Buying local this holiday season will keep South Africa business ‘in the game’

“People who loosen their purse strings during the upcoming holiday season and buy local instead of imported products could help improve South Africa’s economic outlook by making a dent in the R 1.1 trillion per annum presently spent on imports. At the same time, they would be contributing to developing a stronger job market and rebuilding South African businesses a win-win for all, says Proudly South African,” said the Chief Executive Officer of Proudly South African, Mr Eustace Mashimbye.

Mashimbye said  that even though 2020 has been tough and the Covid-induced economic situation contributed to a 48.9% drop in household spending, the festive season’s direct spending could help the hotel, restaurant, and recreational sector, where income plunged by 99.9%. He said spending can immediately help the sector regain some of its lost ground.

“Most important, however, is reducing the R1.1 trillion spent annually on imported products. As pointed out recently by President Ramaphosa, if we redirected some of this spend to locally manufactured goods, we could add 2% to national GDP. This will enable our local manufacturers to supply just 2% of Africa’s imports (about R2.9 trillion annually) would add another 1.2% to GDP” he said.

Mashimbye further said that spending on local goods may seem like taking a small chip out of a mountain, but it will help reduce the pain of the ‘severe punch in the gut’ (StatsSA) which saw GDP drop by 16% between the first two quarters of 2020, giving an annualised growth rate of -51%.

“The lack of demand for South African goods, and our reliance on imported instead of locally manufactured items are dragging down local manufacturing. Purchasing locally-made clothing instead of items made in Asian countries would help the local textile and clothing industries, in which about six people lose their jobs per day,” says Mashimbye.

He said that traditionally, South Africans spend most between November and January and retail sales spike. He said the drivers of this activity are payments of bonuses and the Black Friday sales campaigns which have now been extended from a once-off event to cover a month or more of discounted sales.

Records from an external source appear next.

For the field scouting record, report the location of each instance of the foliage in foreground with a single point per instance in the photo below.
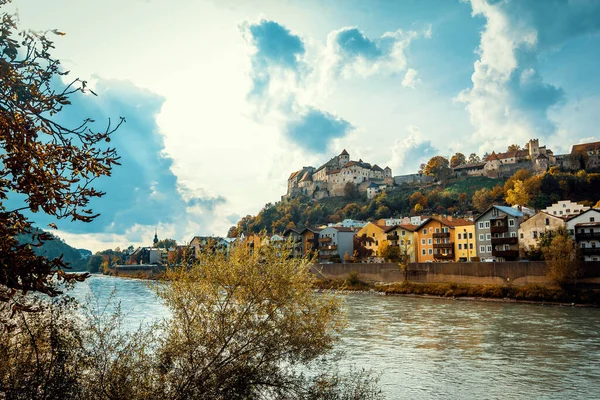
(246, 327)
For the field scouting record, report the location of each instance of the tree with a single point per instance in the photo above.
(439, 168)
(560, 254)
(474, 158)
(482, 199)
(458, 159)
(242, 325)
(50, 165)
(518, 195)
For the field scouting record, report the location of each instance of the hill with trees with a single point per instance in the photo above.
(458, 196)
(56, 248)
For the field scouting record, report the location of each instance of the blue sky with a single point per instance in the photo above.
(223, 100)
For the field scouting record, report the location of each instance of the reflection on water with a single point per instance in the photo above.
(431, 348)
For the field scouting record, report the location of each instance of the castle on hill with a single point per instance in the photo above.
(331, 178)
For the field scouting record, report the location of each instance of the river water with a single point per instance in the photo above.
(437, 348)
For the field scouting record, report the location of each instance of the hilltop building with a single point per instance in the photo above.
(331, 178)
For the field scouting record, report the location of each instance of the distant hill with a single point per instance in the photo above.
(77, 258)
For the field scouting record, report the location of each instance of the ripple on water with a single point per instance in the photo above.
(441, 349)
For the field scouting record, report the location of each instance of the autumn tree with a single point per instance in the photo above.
(47, 166)
(474, 158)
(482, 199)
(518, 195)
(457, 159)
(560, 254)
(439, 168)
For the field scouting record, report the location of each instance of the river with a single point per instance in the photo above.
(438, 348)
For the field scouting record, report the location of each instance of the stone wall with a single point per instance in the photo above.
(482, 273)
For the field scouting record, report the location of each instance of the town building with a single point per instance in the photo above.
(310, 241)
(496, 232)
(585, 229)
(331, 178)
(337, 243)
(531, 229)
(406, 238)
(438, 239)
(565, 208)
(372, 236)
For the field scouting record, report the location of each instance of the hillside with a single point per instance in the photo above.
(301, 211)
(77, 258)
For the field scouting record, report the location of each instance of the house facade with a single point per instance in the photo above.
(585, 229)
(531, 229)
(565, 208)
(496, 233)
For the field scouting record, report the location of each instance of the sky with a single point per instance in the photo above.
(224, 99)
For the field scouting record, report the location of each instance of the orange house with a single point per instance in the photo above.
(438, 239)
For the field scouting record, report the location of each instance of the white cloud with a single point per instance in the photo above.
(410, 78)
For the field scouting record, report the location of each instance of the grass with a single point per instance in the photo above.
(472, 184)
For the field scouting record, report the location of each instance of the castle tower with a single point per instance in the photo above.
(343, 158)
(534, 148)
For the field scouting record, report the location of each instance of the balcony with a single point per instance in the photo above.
(440, 256)
(496, 241)
(499, 229)
(587, 236)
(506, 254)
(590, 251)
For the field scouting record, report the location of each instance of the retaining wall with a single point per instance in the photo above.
(481, 273)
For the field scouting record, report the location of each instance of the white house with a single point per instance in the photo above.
(585, 229)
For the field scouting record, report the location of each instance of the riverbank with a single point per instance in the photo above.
(515, 294)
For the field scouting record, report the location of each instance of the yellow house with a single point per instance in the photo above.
(446, 239)
(373, 235)
(406, 237)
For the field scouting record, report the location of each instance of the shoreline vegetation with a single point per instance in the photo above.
(528, 294)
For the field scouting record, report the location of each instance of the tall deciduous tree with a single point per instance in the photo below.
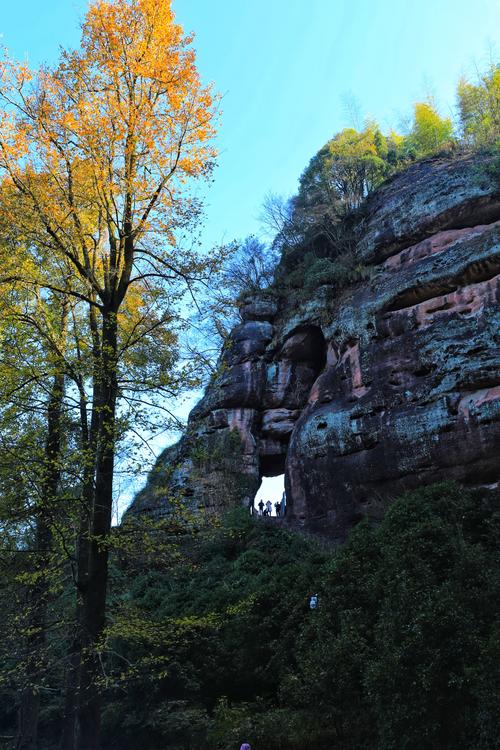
(100, 151)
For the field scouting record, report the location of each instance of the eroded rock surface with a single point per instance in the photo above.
(358, 396)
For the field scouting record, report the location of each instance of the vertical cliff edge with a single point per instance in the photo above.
(359, 395)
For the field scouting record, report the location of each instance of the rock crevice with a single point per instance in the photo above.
(361, 395)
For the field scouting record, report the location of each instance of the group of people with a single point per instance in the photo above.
(266, 508)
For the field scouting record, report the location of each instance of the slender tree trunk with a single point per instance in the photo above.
(88, 441)
(94, 592)
(37, 595)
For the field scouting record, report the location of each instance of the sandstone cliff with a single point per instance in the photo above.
(357, 396)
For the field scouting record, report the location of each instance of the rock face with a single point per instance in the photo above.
(359, 396)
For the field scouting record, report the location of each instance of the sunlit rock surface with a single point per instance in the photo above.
(360, 395)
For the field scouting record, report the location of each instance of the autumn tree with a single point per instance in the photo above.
(101, 150)
(429, 132)
(479, 108)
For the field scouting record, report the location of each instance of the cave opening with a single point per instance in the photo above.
(269, 500)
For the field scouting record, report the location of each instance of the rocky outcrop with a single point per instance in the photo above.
(360, 395)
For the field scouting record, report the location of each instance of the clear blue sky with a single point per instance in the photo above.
(285, 66)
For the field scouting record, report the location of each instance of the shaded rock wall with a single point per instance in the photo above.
(359, 396)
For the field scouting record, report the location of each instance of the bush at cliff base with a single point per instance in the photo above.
(402, 651)
(214, 643)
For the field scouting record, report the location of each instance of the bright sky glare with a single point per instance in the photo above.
(286, 69)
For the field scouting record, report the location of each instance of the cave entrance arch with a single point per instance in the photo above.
(271, 490)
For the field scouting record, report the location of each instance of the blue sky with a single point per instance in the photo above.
(285, 68)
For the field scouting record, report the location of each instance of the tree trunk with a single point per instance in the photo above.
(38, 592)
(95, 589)
(88, 443)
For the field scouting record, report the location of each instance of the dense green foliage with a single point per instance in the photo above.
(313, 229)
(211, 642)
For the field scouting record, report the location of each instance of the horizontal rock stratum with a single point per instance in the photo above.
(360, 395)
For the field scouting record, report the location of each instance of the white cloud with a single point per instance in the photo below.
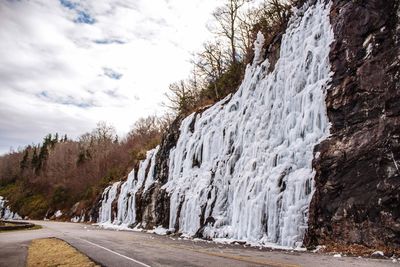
(60, 74)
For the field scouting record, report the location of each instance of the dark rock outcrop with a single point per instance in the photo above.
(357, 198)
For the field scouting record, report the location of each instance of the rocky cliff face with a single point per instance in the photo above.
(357, 197)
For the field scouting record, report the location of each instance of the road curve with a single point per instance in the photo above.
(122, 248)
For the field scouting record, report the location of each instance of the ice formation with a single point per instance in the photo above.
(5, 211)
(125, 212)
(247, 163)
(244, 171)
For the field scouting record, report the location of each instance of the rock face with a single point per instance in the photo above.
(357, 197)
(244, 168)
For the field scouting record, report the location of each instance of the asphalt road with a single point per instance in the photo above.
(123, 248)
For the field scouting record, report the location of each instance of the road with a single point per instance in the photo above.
(123, 248)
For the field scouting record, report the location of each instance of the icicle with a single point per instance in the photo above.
(254, 181)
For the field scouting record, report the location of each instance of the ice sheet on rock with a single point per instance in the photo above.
(126, 215)
(248, 162)
(109, 195)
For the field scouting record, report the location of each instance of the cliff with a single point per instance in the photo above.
(306, 150)
(357, 197)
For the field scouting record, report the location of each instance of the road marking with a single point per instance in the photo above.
(116, 253)
(227, 255)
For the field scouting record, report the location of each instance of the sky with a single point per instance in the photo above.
(66, 65)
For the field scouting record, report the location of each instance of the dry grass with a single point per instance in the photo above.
(55, 252)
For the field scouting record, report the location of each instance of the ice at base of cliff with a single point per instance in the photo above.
(247, 163)
(5, 211)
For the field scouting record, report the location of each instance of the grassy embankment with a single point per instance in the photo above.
(55, 252)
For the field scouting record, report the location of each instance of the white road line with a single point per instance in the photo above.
(116, 253)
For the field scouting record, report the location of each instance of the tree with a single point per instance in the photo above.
(181, 97)
(227, 17)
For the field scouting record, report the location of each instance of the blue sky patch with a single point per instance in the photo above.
(82, 16)
(109, 41)
(112, 74)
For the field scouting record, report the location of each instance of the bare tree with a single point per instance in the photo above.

Mashimbye further explained that 2018 statistics have shown that 66% of all local shoppers who take advantage of Black Friday sales spend at least R 1 600 each on Black Friday bargains, ultimately spending billions of Rands during this period.

According to Mashimbye, if many bargain-hunters took the time to examine the ‘made-in’ labels on the goods for sale and opted for locally manufactured and produced goods, the impact would be positive for the economy as a whole. He said for many South Africans, this would equate to jobs retained and the opening of new opportunities. He added that during the Covid-19 crisis, the focus on buying local had increased as ports of entry were closed, and the movement of goods and services was restricted.

“This had the effect of introducing local buyers to the high-quality local options available at retail outlets. We need to emphasise that our economy and people need this buying trend to continue. If we can make the return to local goods permanent, we will benefit. There is no time like the present, as our ‘game time’ campaign emphasises, the time for buying local is more important than ever. We are in the second half of the game; we need action if we are to win and build a strong future. We need committed, proud South Africans to take action through their purses and wallets,” said Mashimbye.